Saturday, May 12, 2007

The good is oft interred with their bones


At a funeral yesterday, I thought of the words of Marc Antony from Shakespeare's Julius Caesar, "The evil men do lives after them while the good is oft interred with their bones." Fortunately this does not seem to be so in the twenty-first century. Now it seems that people's good points are stressed and remembered by families and friends. Although we can still learn from the difficulties our loved ones have faced during their lives, it is easier to remember and emulate the characteristics which endeared them to us. When we are not sure how to act, we have fond memories to inspire us.

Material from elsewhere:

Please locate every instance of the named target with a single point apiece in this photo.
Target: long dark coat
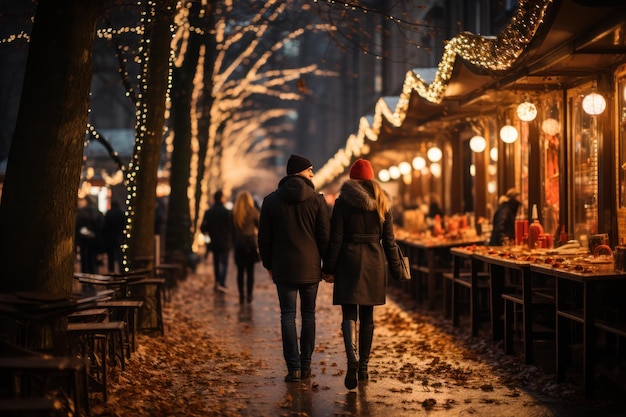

(Rocky Mountains- Estes Park, Colorado)

Saturday, March 17, 2007

The Impersistence of Memory


In the column above mine in The Daily News this morning Scot DeSmit wrote about his faulty recollection of characters from a book he read to his children. He remembered a rabbit and a gopher rather than a squirrel and a mole. His column reminded me of the many times I have misrecollected things and events from my past. I have remembered houses being somewhere else, people looking and acting different and events not being quite the same as others recollect them. In studying memory, I learned that there are biological traces of every memory we have. Our minds also seem to have a pastime of creating scenarios different from the ones which actually happened. Maybe there is a novelist inside each of us happily going about creating new events from the material provided by reality. It certainly makes for an interesting world.